Copper-lined through-holes

I am looking at sending a PCB design to a manufacturer for the first time and I need some help with the practicalities.

My project uses several proprietary breakouts mounted on my PCB. As usual I expect to mount the breakouts on the top side of a two-layer board and solder all the pins to pads on the B.Cu layer. One of the sub-units is an Arduino Pro Mini (the brains of the outfit) which has a footprint like this
ProMiniFootprint-640x480
I have been puzzling over how to connect traces on the F.Cu to pins soldered to B.Cu. I am told that holes in commercially-made boards are copper lined allowing such connection but I still don’t quite get it.

When I use PcbNew to place a footprints such as the above and send the details off to a manufacturer, does the top layer also have on F.Cu pads where shown connected to the pads on B.Cu? When I draw a trace between pads on F.Cu does this connect to the pins on the breakout soldered to B.Cu?

open your pad properties, in the layers setting。 you can see the copper item。 it has three choice
1.F.cu
2. All copper layers---- this is the right choice
3. B.cu

in the pad type, pls select through-hole

If you order plated through boards, then yes, hole are copper lined.
See https://en.wikipedia.org/wiki/Printed_circuit_board

These days, plated-thru is pretty much the default, unless you are etching your own boards.

If you go the files.plot.generate drill files, you will see a counts for Plated Pads and Non-plated pads

If you query any pad properties, you can see pad type. Through hole means plated, and NPTH, mechanical
means Not Plated Through Hole

Kicad can manage both, and creates two drill files to handle all this.
Plated holes are drilled very early in the FAB process, and are then copper-plated through whilst non plated holes are a second pass at drilling, much later in the FAB process and that drill is not plated.

Thanks folks. That clears up a lot of things.
BTW: after first posting here I cam across
https://electronics.stackexchange.com/questions/232595/why-are-through-holes-plated-in-pcbs
which was interesting. Might be of help to others with this issue.

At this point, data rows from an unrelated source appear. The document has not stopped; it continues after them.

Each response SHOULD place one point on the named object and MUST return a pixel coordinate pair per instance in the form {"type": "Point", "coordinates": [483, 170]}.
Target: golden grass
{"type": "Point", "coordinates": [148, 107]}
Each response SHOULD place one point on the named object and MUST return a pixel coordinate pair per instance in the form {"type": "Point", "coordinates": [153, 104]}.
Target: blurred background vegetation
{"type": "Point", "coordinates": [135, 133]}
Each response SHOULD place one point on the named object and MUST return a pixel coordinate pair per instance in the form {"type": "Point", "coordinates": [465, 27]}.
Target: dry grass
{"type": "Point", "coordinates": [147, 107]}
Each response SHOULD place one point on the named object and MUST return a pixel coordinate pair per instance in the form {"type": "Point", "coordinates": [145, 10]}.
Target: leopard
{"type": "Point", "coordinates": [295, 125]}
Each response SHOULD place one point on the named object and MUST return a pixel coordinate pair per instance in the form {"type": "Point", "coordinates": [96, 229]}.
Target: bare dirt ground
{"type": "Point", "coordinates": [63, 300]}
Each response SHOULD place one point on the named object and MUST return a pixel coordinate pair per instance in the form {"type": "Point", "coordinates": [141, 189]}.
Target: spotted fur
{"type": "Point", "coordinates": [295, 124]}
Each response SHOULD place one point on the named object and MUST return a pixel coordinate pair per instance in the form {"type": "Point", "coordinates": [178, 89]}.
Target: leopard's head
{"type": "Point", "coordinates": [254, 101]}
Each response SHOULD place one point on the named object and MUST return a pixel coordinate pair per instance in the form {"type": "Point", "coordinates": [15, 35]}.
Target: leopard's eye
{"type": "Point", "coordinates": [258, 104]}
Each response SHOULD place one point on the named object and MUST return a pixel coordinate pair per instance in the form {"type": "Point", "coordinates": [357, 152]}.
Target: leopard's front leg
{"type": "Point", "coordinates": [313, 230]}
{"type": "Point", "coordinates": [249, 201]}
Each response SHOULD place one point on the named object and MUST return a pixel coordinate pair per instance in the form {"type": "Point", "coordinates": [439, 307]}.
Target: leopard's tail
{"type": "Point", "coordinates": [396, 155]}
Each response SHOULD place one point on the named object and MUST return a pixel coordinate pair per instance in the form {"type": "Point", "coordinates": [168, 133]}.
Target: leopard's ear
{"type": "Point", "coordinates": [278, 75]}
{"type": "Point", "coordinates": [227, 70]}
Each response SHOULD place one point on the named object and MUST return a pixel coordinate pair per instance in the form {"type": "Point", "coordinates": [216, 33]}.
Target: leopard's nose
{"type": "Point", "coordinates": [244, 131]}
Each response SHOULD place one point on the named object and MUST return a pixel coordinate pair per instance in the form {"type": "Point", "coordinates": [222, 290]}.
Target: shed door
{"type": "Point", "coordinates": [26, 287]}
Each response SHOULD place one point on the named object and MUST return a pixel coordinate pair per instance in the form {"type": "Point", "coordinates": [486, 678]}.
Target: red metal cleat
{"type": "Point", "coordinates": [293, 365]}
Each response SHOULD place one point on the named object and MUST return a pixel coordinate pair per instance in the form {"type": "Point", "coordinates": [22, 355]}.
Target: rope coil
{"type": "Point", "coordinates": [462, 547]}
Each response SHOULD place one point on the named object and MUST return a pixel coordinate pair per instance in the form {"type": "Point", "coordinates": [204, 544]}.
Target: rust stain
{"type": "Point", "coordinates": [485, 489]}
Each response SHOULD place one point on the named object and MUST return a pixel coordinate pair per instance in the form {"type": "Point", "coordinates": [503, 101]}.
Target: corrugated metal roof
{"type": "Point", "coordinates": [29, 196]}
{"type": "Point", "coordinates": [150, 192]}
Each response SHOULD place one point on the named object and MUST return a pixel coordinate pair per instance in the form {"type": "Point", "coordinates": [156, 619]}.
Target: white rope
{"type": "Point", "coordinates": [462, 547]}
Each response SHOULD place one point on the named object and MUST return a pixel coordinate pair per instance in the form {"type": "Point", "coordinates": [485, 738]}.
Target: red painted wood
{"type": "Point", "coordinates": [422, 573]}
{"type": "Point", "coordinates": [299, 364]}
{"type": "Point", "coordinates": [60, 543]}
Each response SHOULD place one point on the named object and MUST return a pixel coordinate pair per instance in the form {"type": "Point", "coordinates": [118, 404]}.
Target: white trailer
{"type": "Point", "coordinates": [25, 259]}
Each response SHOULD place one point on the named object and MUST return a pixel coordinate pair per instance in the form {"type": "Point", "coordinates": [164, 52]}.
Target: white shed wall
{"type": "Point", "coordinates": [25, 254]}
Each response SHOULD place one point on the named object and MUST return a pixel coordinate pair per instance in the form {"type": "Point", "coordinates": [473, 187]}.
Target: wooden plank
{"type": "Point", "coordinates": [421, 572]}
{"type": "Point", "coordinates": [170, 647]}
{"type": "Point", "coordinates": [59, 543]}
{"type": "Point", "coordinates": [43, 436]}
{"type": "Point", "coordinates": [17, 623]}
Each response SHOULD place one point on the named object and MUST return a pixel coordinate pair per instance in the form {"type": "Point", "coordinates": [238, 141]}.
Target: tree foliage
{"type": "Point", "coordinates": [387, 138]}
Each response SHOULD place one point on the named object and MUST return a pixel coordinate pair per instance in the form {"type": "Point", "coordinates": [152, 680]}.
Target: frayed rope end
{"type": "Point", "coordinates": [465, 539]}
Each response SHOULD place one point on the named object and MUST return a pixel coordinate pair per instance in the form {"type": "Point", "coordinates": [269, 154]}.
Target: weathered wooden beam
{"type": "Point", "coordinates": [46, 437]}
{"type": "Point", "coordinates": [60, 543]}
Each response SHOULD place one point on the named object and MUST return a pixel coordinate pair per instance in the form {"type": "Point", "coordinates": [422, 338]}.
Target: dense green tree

As far as the actual connecting the two boards together (the pro mini to your board), the convention is to use 0.1" header pins. (Make sure the holes in your board are large enough to accept a 25min square pin (remember, hole must be a little larger than the diagonal of a rectangular cross-section pin), this is larger than regular IC pins.

For reference, here is a 3D view rendering of one of my boards that also has a pro mini mounted to it.

Off topic… Does anyone have colorized 3D models of standard Arduino boards? Are you allowed (licensing reasons) to submit them to the official 3D model archive?

@SembazuruCDE Did you mean “mil”?

I almost got bit by this on a board I just had done. Very glad I double checked before sending the files out.

Yes, I meant mil. Sorry for the type-o.